Espaços Nem-nem - Nem Públicos Nem Privados, em Edifícios de Habitação Social de Grande Porte

Spaces neither-nor - Neither Public nor Private, in Large-Scale Social Housing Buildings

Teresa Madeira da Silvai  ii 

iIscte - Instituto Universitário de Lisboa, Escola de Tecnologias e Arquitetura, Departamento de Arquitetura e Urbanismo, Portugal

iiIscte - Instituto Universitário de Lisboa, Escola de Ciências Sociais e Humanas, Centro de Estudos sobre a Mudança Socioeconómica e o Território (DINAMIA’CET-IUL), Portugal


Resumo

A partir do estudo de dois conjuntos de habitação social construídos em Marvila (Lisboa), conhecidos por Zona J e Pantera Cor-de-Rosa, propomos investigar o modo como se organizam e são utilizados os espaços de circulação e acessos em edifícios de grande porte organizados em galeria. Além dos espaços públicos e privados verificámos a existência de espaços semipúblicos, aqui designados de nem-nem, nem públicos nem privados, que correspondem aos espaços de circulação, no interior dos edifícios partilhados por vários lotes : corredores, galerias, halls, passadiços (circulações horizontais), ou escadas, rampas e elevadores (circulações verticais), cuja apropriação é pouco clara. O modo como esses espaços se organizam traz consequências positivas e negativas para os seus habitantes. Por um lado, é propício ao estabelecimento de relações de pertença pela apropriação por parte dos seus moradores, por outro, é motivo e área de conflito entre moradores de diferentes lotes, tornando a gestão difícil pela deficiente definição dos limites entre público e privado.

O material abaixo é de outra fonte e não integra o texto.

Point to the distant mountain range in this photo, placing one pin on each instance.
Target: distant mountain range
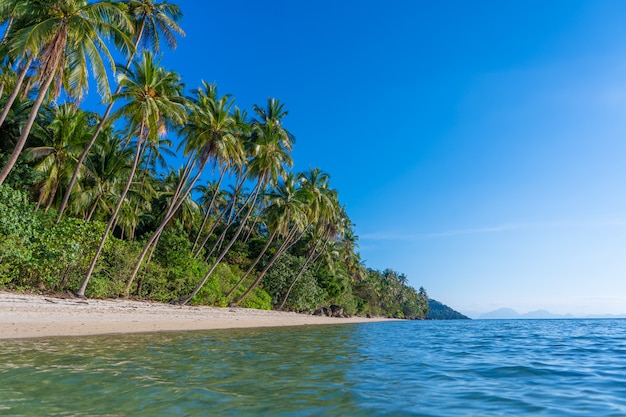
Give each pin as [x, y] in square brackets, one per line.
[509, 313]
[440, 311]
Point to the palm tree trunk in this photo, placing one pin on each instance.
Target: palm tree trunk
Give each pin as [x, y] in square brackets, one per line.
[177, 201]
[300, 273]
[256, 261]
[16, 91]
[208, 211]
[93, 208]
[279, 252]
[29, 122]
[94, 137]
[7, 30]
[234, 214]
[232, 241]
[112, 220]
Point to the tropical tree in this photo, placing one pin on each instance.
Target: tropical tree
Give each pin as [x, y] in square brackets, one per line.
[63, 138]
[106, 169]
[68, 35]
[208, 136]
[270, 148]
[150, 21]
[286, 216]
[154, 101]
[323, 214]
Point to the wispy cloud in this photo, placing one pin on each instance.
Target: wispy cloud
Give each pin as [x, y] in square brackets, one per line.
[385, 236]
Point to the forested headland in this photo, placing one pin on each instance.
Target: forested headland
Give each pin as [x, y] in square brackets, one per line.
[88, 204]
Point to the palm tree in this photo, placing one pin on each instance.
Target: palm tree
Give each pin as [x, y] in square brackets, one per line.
[148, 19]
[289, 216]
[210, 196]
[16, 14]
[323, 214]
[154, 101]
[209, 135]
[286, 214]
[270, 147]
[68, 36]
[106, 169]
[63, 139]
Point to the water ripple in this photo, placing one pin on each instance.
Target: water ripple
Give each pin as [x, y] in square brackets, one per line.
[462, 368]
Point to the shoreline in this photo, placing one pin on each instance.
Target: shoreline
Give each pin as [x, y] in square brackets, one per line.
[32, 316]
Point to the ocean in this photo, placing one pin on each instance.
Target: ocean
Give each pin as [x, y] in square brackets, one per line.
[407, 368]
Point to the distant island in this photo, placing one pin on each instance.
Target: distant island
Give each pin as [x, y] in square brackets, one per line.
[440, 311]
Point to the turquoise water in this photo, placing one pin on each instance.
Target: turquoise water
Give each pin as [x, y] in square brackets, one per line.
[456, 368]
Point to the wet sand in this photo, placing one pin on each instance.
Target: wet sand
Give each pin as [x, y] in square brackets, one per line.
[27, 315]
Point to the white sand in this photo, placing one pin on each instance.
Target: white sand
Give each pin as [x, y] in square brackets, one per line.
[26, 315]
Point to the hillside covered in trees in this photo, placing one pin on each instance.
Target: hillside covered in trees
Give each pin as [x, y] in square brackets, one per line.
[89, 205]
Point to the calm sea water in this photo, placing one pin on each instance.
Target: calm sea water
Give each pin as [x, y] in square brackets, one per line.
[455, 368]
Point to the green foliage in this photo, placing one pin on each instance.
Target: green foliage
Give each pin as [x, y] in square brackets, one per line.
[306, 294]
[37, 253]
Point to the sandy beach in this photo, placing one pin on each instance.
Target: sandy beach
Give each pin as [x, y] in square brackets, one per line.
[27, 316]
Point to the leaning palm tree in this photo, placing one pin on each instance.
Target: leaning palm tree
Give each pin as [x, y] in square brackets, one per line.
[323, 212]
[148, 19]
[16, 14]
[106, 169]
[70, 34]
[289, 215]
[154, 101]
[209, 136]
[63, 138]
[286, 214]
[271, 146]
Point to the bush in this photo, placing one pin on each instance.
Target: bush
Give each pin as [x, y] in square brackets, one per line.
[306, 295]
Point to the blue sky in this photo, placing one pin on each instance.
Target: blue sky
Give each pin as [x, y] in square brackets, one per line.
[478, 146]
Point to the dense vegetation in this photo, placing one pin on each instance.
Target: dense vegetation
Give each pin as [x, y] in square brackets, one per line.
[440, 311]
[88, 204]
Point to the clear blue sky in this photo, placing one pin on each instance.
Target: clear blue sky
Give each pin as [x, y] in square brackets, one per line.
[479, 146]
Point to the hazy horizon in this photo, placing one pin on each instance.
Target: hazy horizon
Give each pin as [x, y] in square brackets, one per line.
[478, 146]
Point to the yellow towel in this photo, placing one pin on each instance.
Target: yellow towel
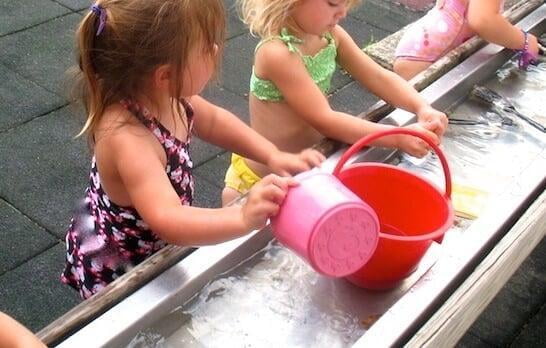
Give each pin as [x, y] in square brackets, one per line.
[468, 201]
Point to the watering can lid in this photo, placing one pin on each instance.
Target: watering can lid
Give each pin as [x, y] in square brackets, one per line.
[344, 240]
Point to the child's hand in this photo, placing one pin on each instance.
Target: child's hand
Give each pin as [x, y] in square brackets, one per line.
[264, 200]
[432, 119]
[286, 164]
[415, 146]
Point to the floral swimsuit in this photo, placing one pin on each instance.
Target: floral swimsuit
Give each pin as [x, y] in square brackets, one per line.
[105, 240]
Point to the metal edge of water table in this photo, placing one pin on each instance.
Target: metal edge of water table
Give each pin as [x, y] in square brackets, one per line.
[412, 311]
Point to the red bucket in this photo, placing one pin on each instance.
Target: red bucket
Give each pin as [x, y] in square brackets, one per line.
[412, 212]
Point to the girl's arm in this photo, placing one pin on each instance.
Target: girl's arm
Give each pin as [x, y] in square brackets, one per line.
[15, 335]
[142, 173]
[486, 20]
[220, 127]
[384, 83]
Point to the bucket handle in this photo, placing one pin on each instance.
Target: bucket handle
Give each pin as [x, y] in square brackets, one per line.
[359, 145]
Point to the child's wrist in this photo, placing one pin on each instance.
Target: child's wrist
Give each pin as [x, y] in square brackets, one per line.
[526, 56]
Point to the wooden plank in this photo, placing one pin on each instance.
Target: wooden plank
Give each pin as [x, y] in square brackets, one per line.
[452, 320]
[113, 293]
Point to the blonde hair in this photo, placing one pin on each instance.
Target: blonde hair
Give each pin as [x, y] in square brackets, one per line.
[139, 36]
[265, 18]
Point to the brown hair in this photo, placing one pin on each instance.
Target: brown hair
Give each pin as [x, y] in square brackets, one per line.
[138, 36]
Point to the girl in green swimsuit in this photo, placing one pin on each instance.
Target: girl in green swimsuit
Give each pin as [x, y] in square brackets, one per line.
[293, 66]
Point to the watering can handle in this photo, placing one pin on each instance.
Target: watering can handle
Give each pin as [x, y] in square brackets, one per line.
[359, 145]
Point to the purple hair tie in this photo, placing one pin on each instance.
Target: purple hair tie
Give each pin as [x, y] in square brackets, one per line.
[101, 12]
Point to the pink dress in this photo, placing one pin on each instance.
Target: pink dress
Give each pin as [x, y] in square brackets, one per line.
[442, 29]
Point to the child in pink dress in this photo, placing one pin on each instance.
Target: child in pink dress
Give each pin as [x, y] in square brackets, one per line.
[452, 22]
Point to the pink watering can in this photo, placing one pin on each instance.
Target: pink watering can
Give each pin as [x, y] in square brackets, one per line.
[327, 225]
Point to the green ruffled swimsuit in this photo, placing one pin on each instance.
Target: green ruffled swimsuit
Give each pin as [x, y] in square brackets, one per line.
[321, 67]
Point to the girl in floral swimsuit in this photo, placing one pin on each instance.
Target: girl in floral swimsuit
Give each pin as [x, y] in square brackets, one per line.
[452, 22]
[293, 66]
[140, 85]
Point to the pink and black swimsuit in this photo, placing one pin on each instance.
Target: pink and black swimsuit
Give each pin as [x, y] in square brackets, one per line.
[105, 240]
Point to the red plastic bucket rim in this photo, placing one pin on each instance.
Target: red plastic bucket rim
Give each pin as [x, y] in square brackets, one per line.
[435, 235]
[359, 145]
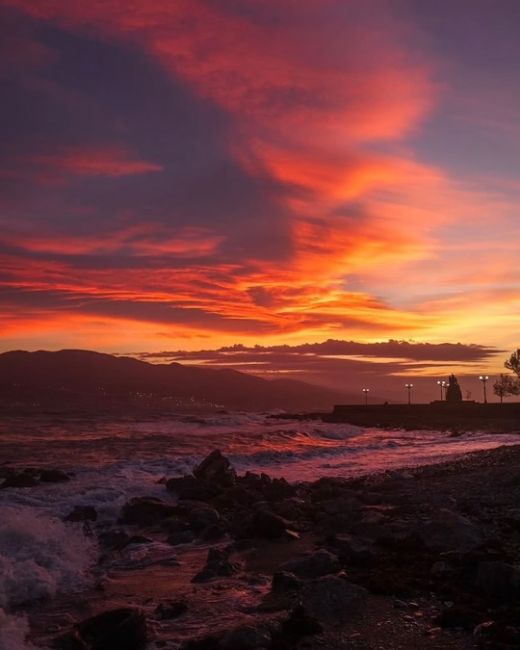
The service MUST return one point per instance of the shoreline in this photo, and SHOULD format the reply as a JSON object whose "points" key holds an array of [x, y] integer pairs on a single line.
{"points": [[422, 556]]}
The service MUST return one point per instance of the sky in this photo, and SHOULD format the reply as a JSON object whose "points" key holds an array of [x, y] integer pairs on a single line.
{"points": [[189, 179]]}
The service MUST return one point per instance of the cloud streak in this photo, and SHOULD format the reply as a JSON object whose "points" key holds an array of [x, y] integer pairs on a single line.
{"points": [[202, 168]]}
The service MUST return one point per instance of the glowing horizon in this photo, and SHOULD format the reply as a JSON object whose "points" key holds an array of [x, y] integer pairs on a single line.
{"points": [[197, 174]]}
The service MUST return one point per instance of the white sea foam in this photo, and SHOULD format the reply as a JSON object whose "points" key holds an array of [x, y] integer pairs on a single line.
{"points": [[39, 556]]}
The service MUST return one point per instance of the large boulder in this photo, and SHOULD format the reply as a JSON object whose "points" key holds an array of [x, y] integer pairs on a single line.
{"points": [[123, 628], [146, 511], [216, 469]]}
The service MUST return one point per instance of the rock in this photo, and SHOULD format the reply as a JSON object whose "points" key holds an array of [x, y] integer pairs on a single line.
{"points": [[20, 480], [313, 565], [171, 609], [180, 537], [284, 581], [266, 524], [278, 489], [448, 530], [351, 550], [217, 565], [372, 525], [458, 616], [300, 623], [202, 517], [124, 629], [213, 532], [146, 511], [498, 581], [82, 513], [331, 597], [216, 469], [188, 487], [246, 637], [53, 476], [114, 539], [210, 642]]}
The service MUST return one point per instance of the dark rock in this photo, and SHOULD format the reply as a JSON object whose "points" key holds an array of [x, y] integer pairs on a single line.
{"points": [[313, 565], [210, 642], [331, 597], [124, 629], [114, 539], [171, 609], [137, 540], [299, 623], [82, 513], [278, 489], [352, 551], [53, 476], [216, 469], [188, 487], [498, 581], [20, 480], [217, 565], [447, 530], [202, 517], [265, 524], [180, 537], [246, 637], [146, 511], [213, 532], [284, 581], [458, 616]]}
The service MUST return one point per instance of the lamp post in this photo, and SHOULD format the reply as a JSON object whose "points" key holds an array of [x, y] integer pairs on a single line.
{"points": [[483, 379], [442, 384]]}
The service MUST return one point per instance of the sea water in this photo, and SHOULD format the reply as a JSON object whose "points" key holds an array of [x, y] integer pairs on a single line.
{"points": [[115, 459]]}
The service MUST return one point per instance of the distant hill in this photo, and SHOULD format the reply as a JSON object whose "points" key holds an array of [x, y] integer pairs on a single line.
{"points": [[80, 378]]}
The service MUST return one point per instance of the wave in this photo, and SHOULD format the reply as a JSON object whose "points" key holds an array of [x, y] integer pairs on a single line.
{"points": [[39, 556]]}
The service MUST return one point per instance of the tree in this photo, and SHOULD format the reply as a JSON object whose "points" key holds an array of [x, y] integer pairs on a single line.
{"points": [[506, 385], [453, 392], [513, 363]]}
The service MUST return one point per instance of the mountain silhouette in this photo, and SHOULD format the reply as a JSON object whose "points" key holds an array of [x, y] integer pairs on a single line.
{"points": [[81, 378]]}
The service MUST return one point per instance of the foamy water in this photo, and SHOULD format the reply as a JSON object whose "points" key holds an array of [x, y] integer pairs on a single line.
{"points": [[115, 460]]}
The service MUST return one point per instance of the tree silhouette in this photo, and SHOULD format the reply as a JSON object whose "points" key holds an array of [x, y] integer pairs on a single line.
{"points": [[513, 363], [506, 385], [453, 392]]}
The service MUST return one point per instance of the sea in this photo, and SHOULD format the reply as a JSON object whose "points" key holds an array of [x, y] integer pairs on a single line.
{"points": [[112, 459]]}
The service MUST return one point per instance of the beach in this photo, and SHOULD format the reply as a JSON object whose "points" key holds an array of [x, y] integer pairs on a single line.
{"points": [[206, 552]]}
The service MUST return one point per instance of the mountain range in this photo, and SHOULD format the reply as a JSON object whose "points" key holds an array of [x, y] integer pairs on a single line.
{"points": [[81, 378]]}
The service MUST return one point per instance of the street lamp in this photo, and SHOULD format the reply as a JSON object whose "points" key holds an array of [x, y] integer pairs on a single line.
{"points": [[483, 379], [442, 384]]}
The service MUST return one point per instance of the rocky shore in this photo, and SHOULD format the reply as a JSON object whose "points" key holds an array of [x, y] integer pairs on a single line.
{"points": [[424, 557]]}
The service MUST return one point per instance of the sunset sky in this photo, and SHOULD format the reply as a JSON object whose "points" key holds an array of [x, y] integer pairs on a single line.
{"points": [[186, 175]]}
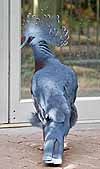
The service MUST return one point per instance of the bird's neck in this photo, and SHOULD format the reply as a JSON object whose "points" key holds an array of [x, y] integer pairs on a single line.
{"points": [[42, 54]]}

Palavras-chaves: habitação social; espaços nem-nem; modelos arquitetónicos

Abstract

Departing from the study of two social housing building sets located in Marvila (Lisbon), called Zona J and Pantera Cor-de-Rosa (Pink Panther), we propose to investigate how the circulation spaces and accesses are used on gallery organized large buildings. In addition to the public and private spaces, we have confirmed the existence of semi-public areas, here called "neither-nor", neither public nor private, correspondents to the circulation spaces within the buildings and shared by several lots : corridors, galleries, halls, walkways (horizontal circulations), or stairs, ramps and elevators (vertical circulation), where the appropriation is unclear. The way these spaces are organized has both positive and negative consequences for its inhabitants. On one hand, it is conducive to the establishment of belonging relations by its inhabitants on the appropriation process, on the other hand, it is conflict motive and arena between residents of different lots, making local building management difficult due to the poor definition of the boundaries between public and private.

Keywords: social housing; neither-nor spaces; architectural models

Introdução

Pretende-se aprofundar o debate sobre o modo de organização e de utilização dos espaços de circulação em dois conjuntos de edifícios de habitação social de grande porte construídos em Marvila (Lisboa), conhecidos por Zona J (Figura 1), e Pantera Cor-de-Rosa (Figura 2).

Fonte: Silva, 2011, a partir de fotografia aérea de : https://www.google.pt/maps. 

Fonte: Silva, 2011, a partir de fotografia aérea de : https://www.google.pt/maps. 

Os dois conjuntos, projetados e construídos nas décadas de 70 e 80 do século XX, situam-se, respetivamente, no bairro do Condado e no bairro dos Lóios, na zona oriental da cidade. Foram construídos após a revolução de abril de 1974 com o intuito de alojar principalmente retornados das ex-colónias e população que vivia em barracas nestas e noutras zonas da cidade. A construção da maioria destes bairros correspondeu à resposta necessária a um problema quantitativo o défice de habitação que se verificava à época. Decorridos cerca de 40 anos desde a sua construção, estes conjuntos urbanos apresentam apreciáveis níveis de deterioração e indícios de inadequabilidade, proporcionando uma fraca qualidade de vida urbana.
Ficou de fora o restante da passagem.